All of these can be abused/circumvented, but if you keep your code within that framework the compiler will stop that code compiling. Likewise, these solve a limited set of bugs. For example, nullable types can't verify memory management and related bugs.

Unfortunately, the discussion focused on the somewhat click baity title "proved this program correct". It's unclear what "this program" is. If it refers to the core algorithm with a proof, then there's no bug. If it includes the runtime and the header parser, then Lean didn't prove it correct.

That being said, using a coding agent to direct fuzzying and find bugs in the Lean kernel implementation is the big news here. (After all the kernel's implementation is not proved.)

The moral of the story is to push for more verified code not less and try AI bug hunting.

This is analogous to the fundamental problem of better automation in programming - eventually, the complexity and correctness of of the spec takes over, and if we don't manage that well, creating the spec is not that much less work than the programming part. If your program was for the wrong thing, a proof of it is also wrong.

> 105,823,818 fuzzing executions.

That sounds like quite the monthly bill. o_O

> The two bugs that were found both sat outside the boundary of what the proofs cover

Are we baiting people with headlines now?

This is very cool work but the author is labouring under a false premise about how axiomatic systems work:

> Every Lean proof assumes the runtime is correct.

No. Every valid Lean proof assumes that if the runtime/mathlib etc is correct, then it too is correct.

Tangentially also, most lean proofs are not dependent on whether or not the runtime has things like buffer overflows or denial of service against lean itself at all, because if I prove some result in Lean (without attacking the runtime) then a bug in the runtime doesn’t affect the validity of the result in general. It does mean however that it’s not ok to blindly trust a proof just because it only relies on standard axioms and has no “sorry”s. You also need to check that the proof doesn’t exploit lean itself.

So that's just one more win for formal verification despite the title it seems

I'm genuinely excited about AI agents and formal verification languages.
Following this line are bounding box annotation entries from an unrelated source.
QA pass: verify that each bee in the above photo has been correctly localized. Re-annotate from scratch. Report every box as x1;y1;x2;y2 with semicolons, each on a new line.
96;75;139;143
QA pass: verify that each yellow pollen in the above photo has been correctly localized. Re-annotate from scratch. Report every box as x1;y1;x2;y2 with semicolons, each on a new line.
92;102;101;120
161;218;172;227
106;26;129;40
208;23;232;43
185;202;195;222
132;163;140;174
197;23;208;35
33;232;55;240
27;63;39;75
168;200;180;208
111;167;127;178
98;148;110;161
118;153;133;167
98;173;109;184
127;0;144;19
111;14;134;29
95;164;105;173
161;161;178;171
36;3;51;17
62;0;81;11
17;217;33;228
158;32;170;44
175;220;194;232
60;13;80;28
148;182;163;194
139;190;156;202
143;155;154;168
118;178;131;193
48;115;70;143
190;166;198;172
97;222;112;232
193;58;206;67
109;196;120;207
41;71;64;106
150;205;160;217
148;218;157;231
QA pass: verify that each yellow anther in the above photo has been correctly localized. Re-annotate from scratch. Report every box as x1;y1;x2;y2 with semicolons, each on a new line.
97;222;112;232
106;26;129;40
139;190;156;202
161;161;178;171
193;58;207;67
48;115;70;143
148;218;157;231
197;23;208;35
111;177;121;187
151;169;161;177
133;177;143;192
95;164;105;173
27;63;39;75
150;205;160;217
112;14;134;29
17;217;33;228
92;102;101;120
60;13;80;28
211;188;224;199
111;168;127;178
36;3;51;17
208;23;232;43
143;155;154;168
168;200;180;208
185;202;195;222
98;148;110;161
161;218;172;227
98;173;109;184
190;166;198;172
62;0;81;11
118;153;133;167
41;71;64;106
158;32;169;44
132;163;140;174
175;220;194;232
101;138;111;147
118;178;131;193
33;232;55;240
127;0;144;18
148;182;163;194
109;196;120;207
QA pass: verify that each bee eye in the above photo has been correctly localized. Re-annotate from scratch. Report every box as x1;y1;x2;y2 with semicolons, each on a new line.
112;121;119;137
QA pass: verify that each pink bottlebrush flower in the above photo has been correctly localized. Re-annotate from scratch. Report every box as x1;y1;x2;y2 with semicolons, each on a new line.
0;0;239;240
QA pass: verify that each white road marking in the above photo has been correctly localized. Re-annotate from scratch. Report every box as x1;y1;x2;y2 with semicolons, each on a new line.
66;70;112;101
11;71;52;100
To me it's obviously the way forward instead of moonshots trying to make agents that program in their own AI blackbox binary, or agents that code in current programming languages.

If we are heading in the direction of "huge codebases that nobody has written", or, "code is an artifact for the machine", I don't see a way out without making it proved.

If humans can review and edit the spec, then verify that the implementation matches it, suddenly leaving the implementation be an artifact for the machines seems okay

The downside of provers also being that they are a massive pain in the ass that very few want to use, this is also a complete win.

I didn't like the clickbait title. I would have preferred something along the lines of

"Lean proves other program correct but not itself"

Nice work. Amusing that Lean's own standard library has a buffer overflow bug, which "leaked out" due to being exempted from the verification.

Regarding the DoS in the lean-zip application itself: I think this is a really neat example of the difficult problem of spec completeness, which is a subcase of the general problem (mentioned by porcoda in a sibling comment) of being sure that the spec is checking the right things. For a compression program, the natural, and I would also say satisfyingly beautiful thing to prove is that decomp(comp(x)) = x for all possible inputs x. It's tempting to think that at that point, "It's proven!" But of course the real world can call decomp() on something that has never been through comp() at all, and this simple, beautiful spec is completely silent on what will happen then.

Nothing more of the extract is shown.